Feat: npu supported for default model

4 months ago · 3cb284f18c
parent 563217abb0
commit 3cb284f18c
4 changed files with 32 additions and 2 deletions
--- a/.gitignore
+++ b/.gitignore
@ -16,6 +16,7 @@
 build
 *output/
 .history
+.idea

 audio/dist/
 audio/fc_patch/
@ -51,3 +52,5 @@ tools/onnx-simplifier/
 speechx/fc_patch/

 third_party/ctc_decoders/paddlespeech_ctcdecoders.py
+
+kernel_meta/
--- a/paddlespeech/audio/compliance/kaldi.py
+++ b/paddlespeech/audio/compliance/kaldi.py
@ -167,10 +167,16 @@ def _get_window(waveform: Tensor,
                                            energy_floor)  # (m)

    if preemphasis_coefficient != 0.0:
+        # npu only support mode=constant right now
+        if paddle.get_device().startswith('npu'):
+            mode = 'constant'
+        else:
+            mode = 'replicate'
+
        offset_strided_input = paddle.nn.functional.pad(
            strided_input.unsqueeze(0), (1, 0),
            data_format='NCL',
-            mode='replicate').squeeze(0)  # (m, window_size + 1)
+            mode=mode).squeeze(0)  # (m, window_size + 1)
        strided_input = strided_input - preemphasis_coefficient * offset_strided_input[:, :
                                                                                       -1]
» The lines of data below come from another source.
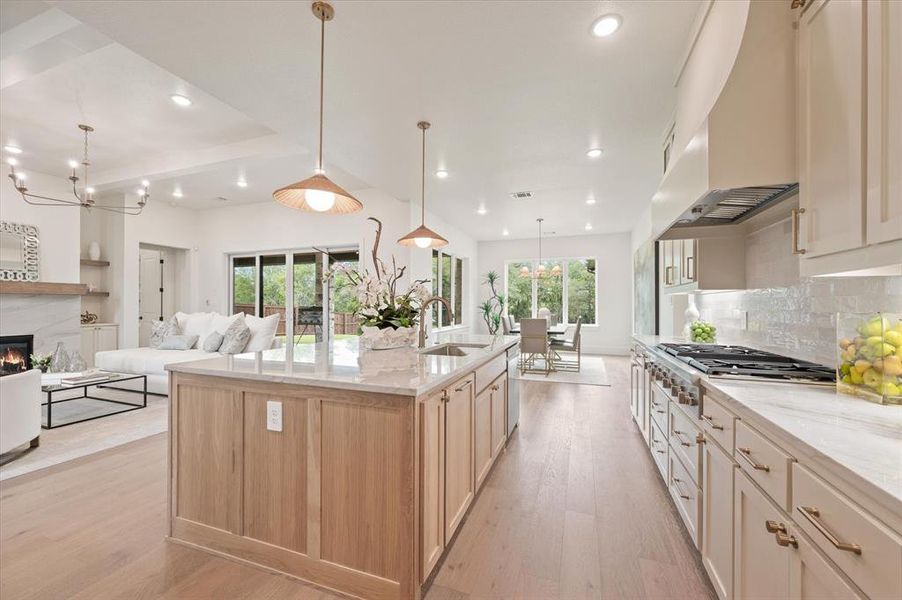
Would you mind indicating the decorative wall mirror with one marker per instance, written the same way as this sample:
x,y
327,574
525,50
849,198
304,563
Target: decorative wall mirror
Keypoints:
x,y
19,252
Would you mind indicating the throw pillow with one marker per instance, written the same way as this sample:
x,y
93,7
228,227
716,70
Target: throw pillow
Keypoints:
x,y
178,342
263,332
213,342
236,337
163,329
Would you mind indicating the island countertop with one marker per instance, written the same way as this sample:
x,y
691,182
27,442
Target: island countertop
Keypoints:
x,y
342,364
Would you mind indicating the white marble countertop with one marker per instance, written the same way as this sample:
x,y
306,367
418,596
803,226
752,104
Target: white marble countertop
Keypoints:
x,y
341,364
857,440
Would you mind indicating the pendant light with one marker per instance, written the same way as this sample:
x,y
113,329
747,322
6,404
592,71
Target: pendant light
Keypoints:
x,y
319,193
422,236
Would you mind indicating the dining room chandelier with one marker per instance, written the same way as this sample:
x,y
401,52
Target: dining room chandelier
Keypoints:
x,y
422,236
541,271
83,195
319,193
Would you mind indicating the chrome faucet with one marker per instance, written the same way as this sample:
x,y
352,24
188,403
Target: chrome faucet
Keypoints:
x,y
423,307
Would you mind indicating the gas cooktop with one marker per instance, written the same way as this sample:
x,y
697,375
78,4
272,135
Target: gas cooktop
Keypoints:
x,y
741,362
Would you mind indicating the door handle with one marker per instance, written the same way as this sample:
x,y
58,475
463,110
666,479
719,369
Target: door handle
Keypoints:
x,y
796,213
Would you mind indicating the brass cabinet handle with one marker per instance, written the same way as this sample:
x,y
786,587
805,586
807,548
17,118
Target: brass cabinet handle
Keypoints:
x,y
679,436
711,421
746,453
786,540
796,212
812,515
774,527
673,481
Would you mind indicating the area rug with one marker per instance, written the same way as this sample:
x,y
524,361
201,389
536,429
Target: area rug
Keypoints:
x,y
74,441
592,372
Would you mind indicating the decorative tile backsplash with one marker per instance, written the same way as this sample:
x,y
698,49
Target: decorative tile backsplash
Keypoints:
x,y
797,320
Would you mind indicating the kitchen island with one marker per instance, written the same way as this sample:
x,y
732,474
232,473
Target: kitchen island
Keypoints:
x,y
349,469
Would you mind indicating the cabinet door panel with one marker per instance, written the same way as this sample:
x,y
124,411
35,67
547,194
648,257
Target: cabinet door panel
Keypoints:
x,y
499,415
459,479
760,566
717,522
483,434
432,463
831,98
884,214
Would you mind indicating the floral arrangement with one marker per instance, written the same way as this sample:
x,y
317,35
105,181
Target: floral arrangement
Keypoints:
x,y
382,306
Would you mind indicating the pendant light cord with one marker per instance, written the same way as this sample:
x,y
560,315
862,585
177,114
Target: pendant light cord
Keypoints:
x,y
322,63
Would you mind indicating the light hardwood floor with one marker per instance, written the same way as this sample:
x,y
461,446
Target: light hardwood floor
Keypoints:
x,y
574,508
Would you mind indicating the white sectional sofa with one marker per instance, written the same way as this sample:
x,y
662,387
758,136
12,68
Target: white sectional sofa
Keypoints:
x,y
152,361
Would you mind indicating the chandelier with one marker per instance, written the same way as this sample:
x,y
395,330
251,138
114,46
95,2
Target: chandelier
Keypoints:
x,y
83,197
541,270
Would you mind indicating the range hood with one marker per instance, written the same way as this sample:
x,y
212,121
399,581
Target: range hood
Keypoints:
x,y
738,143
726,207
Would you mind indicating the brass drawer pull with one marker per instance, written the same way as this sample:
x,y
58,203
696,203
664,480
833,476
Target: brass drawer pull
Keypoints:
x,y
674,481
786,540
812,515
711,422
746,453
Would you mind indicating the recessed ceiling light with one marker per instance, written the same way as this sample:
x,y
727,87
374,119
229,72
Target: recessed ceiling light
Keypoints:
x,y
184,101
605,25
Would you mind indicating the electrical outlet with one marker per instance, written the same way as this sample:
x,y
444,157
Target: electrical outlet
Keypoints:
x,y
273,415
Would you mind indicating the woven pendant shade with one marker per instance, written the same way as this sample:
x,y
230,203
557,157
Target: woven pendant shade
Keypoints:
x,y
423,232
295,195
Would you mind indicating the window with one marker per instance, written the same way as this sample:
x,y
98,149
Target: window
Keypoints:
x,y
448,283
566,297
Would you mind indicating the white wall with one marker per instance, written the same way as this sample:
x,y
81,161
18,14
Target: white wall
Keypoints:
x,y
58,226
613,253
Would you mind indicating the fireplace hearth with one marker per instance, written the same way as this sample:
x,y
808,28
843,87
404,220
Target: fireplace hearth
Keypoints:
x,y
15,353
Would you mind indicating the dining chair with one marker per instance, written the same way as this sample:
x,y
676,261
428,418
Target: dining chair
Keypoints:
x,y
534,345
570,344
--- a/paddlespeech/cli/cls/infer.py
+++ b/paddlespeech/cli/cls/infer.py
@ -144,6 +144,12 @@ class CLSExecutor(BaseExecutor):
        if isinstance(audio_file, (str, os.PathLike)):
            logger.debug("Preprocessing audio_file:" + audio_file)

+        # set 'pad_mode' be 'constant' when device is npu, otherwise be the default 'pad_mode' value
+        if paddle.get_device().startswith('npu'):
+            pad_mode_kwarg = {"pad_mode": "constant"}
+        else:
+            pad_mode_kwarg = {}
+
        # Feature extraction
        feature_extractor = LogMelSpectrogram(
            sr=feat_conf['sample_rate'],
@ -153,7 +159,9 @@ class CLSExecutor(BaseExecutor):
            win_length=feat_conf['window_length'],
            f_min=feat_conf['f_min'],
            f_max=feat_conf['f_max'],
-            n_mels=feat_conf['n_mels'], )
+            n_mels=feat_conf['n_mels'],
+            **pad_mode_kwarg,
+        )
        feats = feature_extractor(
            paddle.to_tensor(paddle.to_tensor(waveform).unsqueeze(0)))
        self._inputs['feats'] = paddle.transpose(feats, [0, 2, 1]).unsqueeze(
--- a/paddlespeech/t2s/exps/syn_utils.py
+++ b/paddlespeech/t2s/exps/syn_utils.py
@ -451,12 +451,25 @@ def get_voc_inference(
    voc_name = voc[:voc.rindex('_')]
    voc_class = dynamic_import(voc_name, model_alias)
    voc_inference_class = dynamic_import(voc_name + '_inference', model_alias)
+
+    # npu only support mode=constant right now
+    # this code has been adapted to support 'paddlespeech.t2s.models.melgan.melgan.MelGANGenerator'
+    npu_pad_mode = {"mode": "constant"} if paddle.get_device().startswith('npu') else {}
+
    if voc_name != 'wavernn':
+        if npu_pad_mode:
+            voc_config["generator_params"].setdefault("pad_params", {})
+            voc_config["generator_params"]["pad_params"].update(npu_pad_mode)
+
        voc = voc_class(**voc_config["generator_params"])
        voc.set_state_dict(paddle.load(voc_ckpt)["generator_params"])
        voc.remove_weight_norm()
        voc.eval()
    else:
+        if npu_pad_mode:
+            voc_config["model"].setdefault("pad_params", {})
+            voc_config["model"]["pad_params"].update(npu_pad_mode)
+
        voc = voc_class(**voc_config["model"])
        voc.set_state_dict(paddle.load(voc_ckpt)["main_params"])
        voc.eval()